# Diamond Points Selling Question



## bryce.yamashita (Aug 31, 2021)

We are a DRI Platinum member.  They got us up to that point level by convincing us to include our Disney points into Club Combinations to push our point total up to Platinum.  Over the years, we've never deposited our Disney points into Diamond but used Disney separately.  We thought we were being smart so we would be able to get Platinum benefits but, we didn't really gain much, and we kept pouring money down a hole.  I've seen a lot of $1 sales listings to sell points.  My question to the smart people here, is whether anyone is buying them.  Most of our contracts are from Arizona so we can use Transitions to return them at $250 per contract but we have one contract with 17,000 points from another state so that fee would be $1000.  I hate giving them more money so if I can sell it for $1 and someone else can get better use out of it, otherwise, I think we really need to cut the cord and we'll just have to spend another $1000 and chock it up as a really big life mistake.

Thanks.


----------



## kanerf (Aug 31, 2021)

You can certainly try to give them away for free here on TUG.  https://tugbbs.com/forums/forums/free-timeshare-giveaways-and-bargain-deals.55/


----------



## clifffaith (Aug 31, 2021)

We couldn't give away and pay the transfer fee on our Hawaii points, so paid $3000 to get rid of 3 contracts over the last two years.


----------



## tschwa2 (Aug 31, 2021)

You need to find out what the total transfer cost and an estimated time to transfer would be for each contract before putting them up for a giveaway.  Paying transitions might end up being the better deal if you can't get rid of them before MF's are due next year.  I think this time next month is the latest I think they will reliably accept you into transitions without paying 2022 MF's.


----------



## bryce.yamashita (Aug 31, 2021)

clifffaith said:


> We couldn't give away and pay the transfer fee on our Hawaii points, so paid $3000 to get rid of 3 contracts over the last two years.


That's what we're expecting we'll have to do.  Fortunately most of the contracts are written when we were stupid in Arizona so the give back fee is only $250 per contract for them...


----------



## bryce.yamashita (Aug 31, 2021)

kanerf said:


> You can certainly try to give them away for free here on TUG.  https://tugbbs.com/forums/forums/free-timeshare-giveaways-and-bargain-deals.55/


I see a lot of them posted and I'd just be another one with some red flag showing a high MF for a crapload of points...  I realize that sometimes it's better to just bite the bullet and say I give up and pay them to get out from under this crap.  Dunno yet.  Maybe someone here wants the points...


----------



## bryce.yamashita (Aug 31, 2021)

clifffaith said:


> We couldn't give away and pay the transfer fee on our Hawaii points, so paid $3000 to get rid of 3 contracts over the last two years.

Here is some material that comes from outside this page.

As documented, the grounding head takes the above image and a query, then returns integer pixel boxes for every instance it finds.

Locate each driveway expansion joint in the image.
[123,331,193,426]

yep.  We went through that too.  Started with ILX with a couple points.  Tried to get out and instead did something stupid and bought Hawaii just because and because we were even more stupid, on an Arizona trip we got convinced that adding our Disney points to get us to Platinum would be a good idea.  Now, here we are...


----------



## bnoble (Aug 31, 2021)

bryce.yamashita said:


> otherwise, I think we really need to cut the cord and we'll just have to spend another $1000 and chock it up as a really big life mistake.


This might be where you end up. Unfortunately, membership in The Club doesn't transfer with a sale; only the rights to the underlying resort/collection.


----------



## geist1223 (Aug 31, 2021)

There are a lot of restrictions on DRI resell Points. Such as can only be used in their Home Collection, no Club, and no Affiliates. That is part of the reason they are so hard to sell. Now with everything up in the air because of the recent purchase of DRI it might be even harder.


----------



## clifffaith (Aug 31, 2021)

tschwa2 said:


> You need to find out what the total transfer cost and an estimated time to transfer would be for each contract before putting them up for a giveaway.  Paying transitions might end up being the better deal if you can't get rid of them before MF's are due next year.  I think this time next month is the latest I think they will reliably accept you into transitions without paying 2022 MF's.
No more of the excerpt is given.